Not only do you not know how to recognise immediate red flags, but sometimes recognising green flags is just as difficult. When a person wants a relationship with you and to treat you right, it is hard to know what to do to be ready for that level of commitment. ‘Treating you right’ means that you laugh at the behaviour you used to tolerate from other guys because he just sets the bar so high, and he shows through not just his words but importantly his actions that you are his priority, not just an option for whenever he gets bored or lonely. However, sometimes putting up with bad guys is almost easier than talking to a good guy, because speaking to a good guy means being vulnerable.  It’s almost as though I choose guys who I know don’t take me very seriously, or if they do take me seriously, I choose guys who I know I’m not going to take seriously as a defence mechanism. Hence why I have never been in a serious relationship; only a string of talking stages. Talking stages are easy, fun and require little emotional investment, meaning no one can get hurt or attached unnecessarily. Having divorced parents almost makes you fear real commitment because, at a finger snap, they could leave. 
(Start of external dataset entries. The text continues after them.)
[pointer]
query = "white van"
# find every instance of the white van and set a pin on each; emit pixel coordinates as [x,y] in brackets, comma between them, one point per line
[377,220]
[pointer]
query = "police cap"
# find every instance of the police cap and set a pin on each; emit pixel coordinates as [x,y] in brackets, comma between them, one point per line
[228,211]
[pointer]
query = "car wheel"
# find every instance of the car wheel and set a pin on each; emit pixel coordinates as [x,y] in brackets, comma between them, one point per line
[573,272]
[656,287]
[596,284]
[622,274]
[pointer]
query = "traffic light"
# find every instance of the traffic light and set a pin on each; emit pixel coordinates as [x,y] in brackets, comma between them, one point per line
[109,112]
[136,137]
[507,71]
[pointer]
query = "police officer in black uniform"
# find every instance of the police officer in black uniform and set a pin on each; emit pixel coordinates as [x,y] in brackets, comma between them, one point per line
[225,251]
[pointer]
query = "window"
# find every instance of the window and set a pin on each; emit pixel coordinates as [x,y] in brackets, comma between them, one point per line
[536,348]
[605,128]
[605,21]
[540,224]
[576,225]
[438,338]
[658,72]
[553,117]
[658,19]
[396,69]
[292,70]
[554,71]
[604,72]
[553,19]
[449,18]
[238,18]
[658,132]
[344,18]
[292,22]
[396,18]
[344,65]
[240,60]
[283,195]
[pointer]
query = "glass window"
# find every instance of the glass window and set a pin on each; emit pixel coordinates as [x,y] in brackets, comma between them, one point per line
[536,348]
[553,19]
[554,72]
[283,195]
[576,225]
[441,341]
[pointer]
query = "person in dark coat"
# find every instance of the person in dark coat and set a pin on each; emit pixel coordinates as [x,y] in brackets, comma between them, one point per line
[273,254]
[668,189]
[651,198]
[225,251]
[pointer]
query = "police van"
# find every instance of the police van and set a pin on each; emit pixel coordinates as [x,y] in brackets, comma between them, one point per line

Growing up, I was very detached from people and found it easy to cut them out of my life if it was necessary. Connections never meant as much to me. Now however I crave the validation of attention, not the actual meaningful connection due to the scary possibility of letting the wrong people in and becoming more damaged than before. Having divorced parents has made me scared to be vulnerable, because what’s it all for if not the happy ending? 

Even so, one key lesson having divorced parents has taught me is not to stay in relationships or talking stages that do not bring me joy just because I am scared to start over, or I feel like there won’t be anyone better for me out there. Sometimes you just have to choose yourself over anyone else and be confident in what you bring to the relationship. 

Relationships are tough and we all come with baggage. It’s just a matter of learning from your experiences and not letting the baggage, like having divorced parents, get in the way of writing your own story. Just because you were shown the narrative of divorce doesn’t mean you are unable to create a version of love that is right for you and share that with your children.